Let's understand how it works! Banana-rdf heavily relies on type aliases and type classes. If you have not heard about the concept of type classes before it is recommended to read some articles (like this one) or watch some videos (like this one) about them before reading further. As an example let's look how Sesame support is done. The most important trait of banana-rdf is an RDF trait that contains nothing but a type aliases to be overriden. Each implementation (Jena, Sesame, Plantain, N3js, etc) overrides this trait with its own native types. In case of Sesame it looks like this:

  trait Sesame extends RDF {
    // types related to the RDF datamodel
    type Graph = Model
    type Triple = Statement
    type Node = Value
    type URI = SesameURI
    type BNode = SesameBNode
    type Literal = SesameLiteral
    type Lang = String

  // + one some extra lines of code
 }

The implicit resolution in Scala works in a way that it tries to resolve missing implicit from companion object of generic parameters that are passed to generic methods. That means that you can define a lot of implicits in some companion object of some class and pass this class as type parameter to generic methods only to get implicits from it resolved. This trick is heavily used to implement a type-class pattern in Scala. In case of banana-rdf, Sesame (and also Jena,Plantain and other traits that extends RDF class) has a Sesame companion object that has a lot of implicits with different operations inside. A common way of working is based on usage of these generic "Operation traits". Such traits have a generic RDF parameter that is used to resolve their implementations from a companion object of RDF type class. Operations objects are used for two purposes: they make different operations with RDF data and they have some useful inside that add "syntax sugar" to the code.

trait RDFOps[Rdf <: RDF]
    extends URIOps[Rdf]
    with RDFDSL[Rdf]
    with CommonPrefixes[Rdf]
    with syntax.RDFSyntax[Rdf] {

  // graph

  def emptyGraph: Rdf#Graph

  def makeGraph(it: Iterable[Rdf#Triple]): Rdf#Graph

  def getTriples(graph: Rdf#Graph): Iterable[Rdf#Triple]

  // + some other code
  }

Here it is easy to see that RDF class with type is passed. RDFOps has no knowledge of implementation types, it just gets type aliases and can only differentiate between triplets, graphs, solutions and manipulates them when it can. So, Sesame support includes passing a class that contains type aliases for sesame RDF types and some extra methods for functions that cannot be defined without knowing Sesame peculiarities. As type aliases are used, no wrapping is involved, everything that is returned is just native Sesame types!

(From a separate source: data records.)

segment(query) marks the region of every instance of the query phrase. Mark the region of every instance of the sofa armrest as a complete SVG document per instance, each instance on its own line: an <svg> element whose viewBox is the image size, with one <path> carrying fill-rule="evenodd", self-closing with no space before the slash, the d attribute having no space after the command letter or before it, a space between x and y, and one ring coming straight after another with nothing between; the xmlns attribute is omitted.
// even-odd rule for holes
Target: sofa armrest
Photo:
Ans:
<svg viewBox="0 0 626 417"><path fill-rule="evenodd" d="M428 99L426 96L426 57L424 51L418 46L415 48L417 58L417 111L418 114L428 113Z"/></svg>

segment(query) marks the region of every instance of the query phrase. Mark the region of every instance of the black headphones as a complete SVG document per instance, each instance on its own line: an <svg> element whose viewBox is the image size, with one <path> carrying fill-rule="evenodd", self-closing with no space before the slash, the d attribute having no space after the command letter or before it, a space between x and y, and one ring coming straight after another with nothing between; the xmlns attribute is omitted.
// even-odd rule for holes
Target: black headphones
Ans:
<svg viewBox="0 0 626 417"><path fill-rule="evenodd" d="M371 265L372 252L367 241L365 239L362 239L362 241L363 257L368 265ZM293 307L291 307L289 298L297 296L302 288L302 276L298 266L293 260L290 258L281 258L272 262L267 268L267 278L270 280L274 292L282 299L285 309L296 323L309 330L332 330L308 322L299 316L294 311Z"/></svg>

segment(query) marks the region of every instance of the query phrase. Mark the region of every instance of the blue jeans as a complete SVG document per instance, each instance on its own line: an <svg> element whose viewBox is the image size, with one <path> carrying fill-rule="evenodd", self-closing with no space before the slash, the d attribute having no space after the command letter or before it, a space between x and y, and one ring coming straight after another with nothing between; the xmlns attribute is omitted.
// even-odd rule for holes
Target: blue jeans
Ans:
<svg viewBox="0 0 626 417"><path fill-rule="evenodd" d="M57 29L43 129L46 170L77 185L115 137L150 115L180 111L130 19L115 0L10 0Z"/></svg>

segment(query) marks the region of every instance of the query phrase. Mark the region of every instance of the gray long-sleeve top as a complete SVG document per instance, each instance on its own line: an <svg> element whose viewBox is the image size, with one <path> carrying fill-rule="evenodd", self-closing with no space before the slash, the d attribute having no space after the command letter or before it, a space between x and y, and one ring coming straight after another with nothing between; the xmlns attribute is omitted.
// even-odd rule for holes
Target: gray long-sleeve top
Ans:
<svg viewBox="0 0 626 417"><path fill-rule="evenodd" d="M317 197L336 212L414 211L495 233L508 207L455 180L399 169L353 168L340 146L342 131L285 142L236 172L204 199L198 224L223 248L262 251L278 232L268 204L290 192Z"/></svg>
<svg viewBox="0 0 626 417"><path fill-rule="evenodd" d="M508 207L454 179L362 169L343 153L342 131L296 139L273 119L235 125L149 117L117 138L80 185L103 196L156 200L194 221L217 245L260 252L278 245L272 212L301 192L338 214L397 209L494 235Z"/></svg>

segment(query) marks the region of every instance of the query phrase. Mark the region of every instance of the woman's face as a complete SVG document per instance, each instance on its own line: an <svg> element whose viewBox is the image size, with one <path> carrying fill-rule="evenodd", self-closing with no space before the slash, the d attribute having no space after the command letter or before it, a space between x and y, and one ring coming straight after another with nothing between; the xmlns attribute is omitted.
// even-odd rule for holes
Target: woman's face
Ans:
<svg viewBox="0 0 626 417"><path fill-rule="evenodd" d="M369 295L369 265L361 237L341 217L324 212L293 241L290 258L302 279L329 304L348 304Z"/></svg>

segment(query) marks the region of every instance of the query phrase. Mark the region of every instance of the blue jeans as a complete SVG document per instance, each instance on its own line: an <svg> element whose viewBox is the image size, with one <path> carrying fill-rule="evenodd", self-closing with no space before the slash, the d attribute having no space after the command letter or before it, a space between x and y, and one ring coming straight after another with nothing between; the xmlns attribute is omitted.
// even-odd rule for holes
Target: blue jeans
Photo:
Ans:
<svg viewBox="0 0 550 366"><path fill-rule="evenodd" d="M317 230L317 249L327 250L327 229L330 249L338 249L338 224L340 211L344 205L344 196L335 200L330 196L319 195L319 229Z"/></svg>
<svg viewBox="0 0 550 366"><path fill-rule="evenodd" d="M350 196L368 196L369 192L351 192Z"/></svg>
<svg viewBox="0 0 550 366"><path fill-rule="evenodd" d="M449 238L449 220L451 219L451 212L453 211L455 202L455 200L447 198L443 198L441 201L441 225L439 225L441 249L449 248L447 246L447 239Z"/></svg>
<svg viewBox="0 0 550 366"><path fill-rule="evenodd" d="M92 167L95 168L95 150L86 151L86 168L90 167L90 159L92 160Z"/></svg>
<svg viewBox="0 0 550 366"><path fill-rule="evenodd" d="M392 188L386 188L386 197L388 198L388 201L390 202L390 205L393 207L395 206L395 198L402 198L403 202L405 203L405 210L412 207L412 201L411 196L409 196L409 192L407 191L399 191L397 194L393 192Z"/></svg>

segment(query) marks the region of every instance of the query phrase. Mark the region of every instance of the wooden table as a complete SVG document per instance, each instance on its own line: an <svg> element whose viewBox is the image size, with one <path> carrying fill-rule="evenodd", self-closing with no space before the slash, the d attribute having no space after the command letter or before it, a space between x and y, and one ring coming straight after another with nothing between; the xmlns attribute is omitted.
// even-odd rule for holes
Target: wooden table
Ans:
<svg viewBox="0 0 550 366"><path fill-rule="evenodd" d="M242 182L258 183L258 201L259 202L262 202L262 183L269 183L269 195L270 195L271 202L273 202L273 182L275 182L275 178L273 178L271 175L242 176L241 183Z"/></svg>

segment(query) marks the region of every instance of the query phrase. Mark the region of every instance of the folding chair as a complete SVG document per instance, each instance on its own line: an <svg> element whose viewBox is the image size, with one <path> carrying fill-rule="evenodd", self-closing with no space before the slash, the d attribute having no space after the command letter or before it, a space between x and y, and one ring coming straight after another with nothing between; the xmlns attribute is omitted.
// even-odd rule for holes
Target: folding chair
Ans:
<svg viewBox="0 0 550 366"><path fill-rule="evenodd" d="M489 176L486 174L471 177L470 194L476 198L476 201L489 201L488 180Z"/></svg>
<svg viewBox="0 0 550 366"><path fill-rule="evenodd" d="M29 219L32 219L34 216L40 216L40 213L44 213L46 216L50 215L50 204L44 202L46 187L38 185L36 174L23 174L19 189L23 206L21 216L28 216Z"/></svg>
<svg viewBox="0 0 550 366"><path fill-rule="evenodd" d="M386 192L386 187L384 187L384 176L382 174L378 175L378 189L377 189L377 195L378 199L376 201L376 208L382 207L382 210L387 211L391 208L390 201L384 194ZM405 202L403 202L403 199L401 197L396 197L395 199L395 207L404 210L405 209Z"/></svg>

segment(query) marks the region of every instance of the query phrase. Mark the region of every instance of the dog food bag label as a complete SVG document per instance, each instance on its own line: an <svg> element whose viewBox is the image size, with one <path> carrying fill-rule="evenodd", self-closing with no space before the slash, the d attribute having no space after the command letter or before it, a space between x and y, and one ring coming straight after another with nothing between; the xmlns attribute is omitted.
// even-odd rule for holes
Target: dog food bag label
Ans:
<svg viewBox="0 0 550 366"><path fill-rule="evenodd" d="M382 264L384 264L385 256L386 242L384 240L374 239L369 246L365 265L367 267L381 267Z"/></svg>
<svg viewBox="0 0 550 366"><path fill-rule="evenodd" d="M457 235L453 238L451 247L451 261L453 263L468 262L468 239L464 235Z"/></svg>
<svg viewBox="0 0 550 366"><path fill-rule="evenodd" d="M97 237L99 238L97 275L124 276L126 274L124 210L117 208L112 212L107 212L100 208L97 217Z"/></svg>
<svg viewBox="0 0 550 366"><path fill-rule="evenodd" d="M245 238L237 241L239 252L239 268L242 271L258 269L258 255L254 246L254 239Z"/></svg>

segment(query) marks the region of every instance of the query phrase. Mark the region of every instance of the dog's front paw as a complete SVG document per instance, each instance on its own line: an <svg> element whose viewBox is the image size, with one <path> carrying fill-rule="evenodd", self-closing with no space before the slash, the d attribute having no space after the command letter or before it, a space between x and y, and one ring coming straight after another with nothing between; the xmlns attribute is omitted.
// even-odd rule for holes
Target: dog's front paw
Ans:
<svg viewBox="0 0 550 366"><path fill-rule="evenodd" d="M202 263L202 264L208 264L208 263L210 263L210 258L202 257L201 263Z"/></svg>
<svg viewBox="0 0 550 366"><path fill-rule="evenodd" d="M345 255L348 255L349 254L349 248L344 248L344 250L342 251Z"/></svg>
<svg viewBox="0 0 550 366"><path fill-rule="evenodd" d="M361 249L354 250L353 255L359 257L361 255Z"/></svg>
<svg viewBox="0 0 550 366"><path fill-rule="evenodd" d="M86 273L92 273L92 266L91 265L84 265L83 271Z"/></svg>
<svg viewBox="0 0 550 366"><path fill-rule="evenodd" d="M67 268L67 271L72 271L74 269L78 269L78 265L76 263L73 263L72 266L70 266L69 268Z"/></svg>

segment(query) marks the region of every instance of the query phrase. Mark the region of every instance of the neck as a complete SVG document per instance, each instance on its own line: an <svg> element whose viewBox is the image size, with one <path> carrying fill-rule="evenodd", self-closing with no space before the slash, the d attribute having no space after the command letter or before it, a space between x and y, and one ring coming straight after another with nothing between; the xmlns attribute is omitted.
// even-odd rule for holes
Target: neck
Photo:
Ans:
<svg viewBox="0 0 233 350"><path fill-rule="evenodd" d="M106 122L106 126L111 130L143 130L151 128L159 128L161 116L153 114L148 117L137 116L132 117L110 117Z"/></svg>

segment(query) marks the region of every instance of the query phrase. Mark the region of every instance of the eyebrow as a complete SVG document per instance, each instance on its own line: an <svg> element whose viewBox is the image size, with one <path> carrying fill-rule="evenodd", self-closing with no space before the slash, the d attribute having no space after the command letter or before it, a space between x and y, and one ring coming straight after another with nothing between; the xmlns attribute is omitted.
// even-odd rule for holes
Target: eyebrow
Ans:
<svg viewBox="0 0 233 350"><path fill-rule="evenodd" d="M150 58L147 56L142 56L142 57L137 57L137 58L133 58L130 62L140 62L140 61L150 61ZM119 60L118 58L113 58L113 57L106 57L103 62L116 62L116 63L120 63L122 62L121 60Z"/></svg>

class SesameOps extends RDFOps[Sesame] with DefaultURIOps[Sesame] {

  val valueFactory: ValueFactory = ValueFactoryImpl.getInstance()

  //a lot of other code with implementations of abstract methods
}

With this approach, only a small amount of code is required for each RDF implementation and most of the code is generic. That means that banana team can (and does) have a lot of time for features, so many banana-rdf classes are about adding additional operations/syntax, DSL and other pluggable modules that are generic and thus work for all implementations.